This thread is for posting unusual things that you might tell someone and then say I kid you not. Ding Dong is an unincorporated community in Texas and four states have towns named Podunk, I kid you not.
I had a friend who lived in Eastern Pennsylvania and from his house he had to go though Intercourse to get to Paradise.
That is the basic idea, but I will have to fact-check Donald's post for accuracy. He didn't end it with "I kid you not" so hold off on your trip to Eastern Pennsvalnia @Shirley Martin until the facts are in. UPDATE: @Shirley Martin yes, your "I kid you not:" must be true since Don's post has been fact-checked to be accurate and sets the tone for unbelievable facts. Paradise, Pennsylvania. Paradise is a census-designated place (CDP) in Lancaster County, Pennsylvania, United States, with a zip code of 17562. The population was 1,129 at the 2010 census.
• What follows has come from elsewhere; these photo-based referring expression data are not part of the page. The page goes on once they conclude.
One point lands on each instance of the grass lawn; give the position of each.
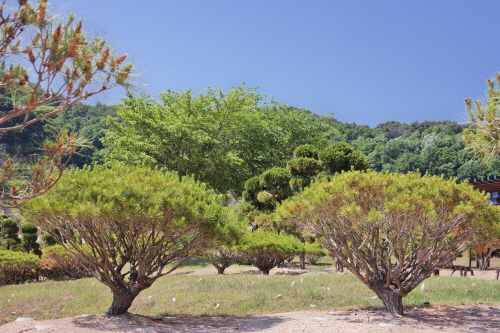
(236, 295)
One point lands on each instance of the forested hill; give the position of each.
(434, 147)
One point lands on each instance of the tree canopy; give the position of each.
(47, 65)
(134, 222)
(222, 139)
(390, 230)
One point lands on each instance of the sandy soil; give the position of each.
(479, 318)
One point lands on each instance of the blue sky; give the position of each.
(365, 61)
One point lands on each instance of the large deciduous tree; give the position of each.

Paradise, like Intercourse, is a popular site in Pennsylvania Dutch Country for tourists who like the name of the town.
It is a real town in Washington, I kid you not! The name comes from a local Native American language, meaning 'hard to pole', referring to the difficulty local Native Americans had poling their canoes along the river. The official name of the river is Humptulips.
I've sung at a recital at Wabash College and played trumpet at Constitution Hall and Wolf Trap National Park for the Performing Arts, I kid you not.
My wife was in the movie, Airforce One, that starred Harrison Ford. She was an "extra" during the banquet, sitting at a table next to a friend of hers that was also an "extra". Then, after the banquet, and Harrison Ford spoke (as the President of the United States, her and her girlfriend were standing by a doorway as Harrison and his Secret Service walked thru it. She was also in the movie, Volcano, that starred Tommy Lee Jones, as an "extra". While she was doing the above, I was swinging a loop at local So. California rodeos.
If you take a 2 liter bottle, put a piece of aluminum foil in it, add some toilet bowl cleaner, put the top on it, set it down and run like hell, it will go "boom!!!!". I kid you not.. Well, it will go boom even if you don't run like hell but I suggest that you do.
What kind of toilet bowl cleaner? Are you referring to any of the squeeze bottle liquids? I've done the vinegar/baking soda thing. And I've taped together 10 or so beer cans with holes punched in their ends, then shot in lighter fluid, shaken it to atomize throughout, and put a match to the end (you really should wear ear protection.) But I've not heard of this one. I'll have to do some dumpster diving at my local recycling center.
Vinegar and baking soda would generate CO2, but HCl toilet leaner and aluminum foil could generate hydrogen. That could really go boom!! I used to use zinc powder and HCl then pipe it through soapy water to make suds that would ignite with a crackle. It was great fun.
Finally, someone following the "I kid you not" format howbeit giving instructions on making a hydrogen bomb.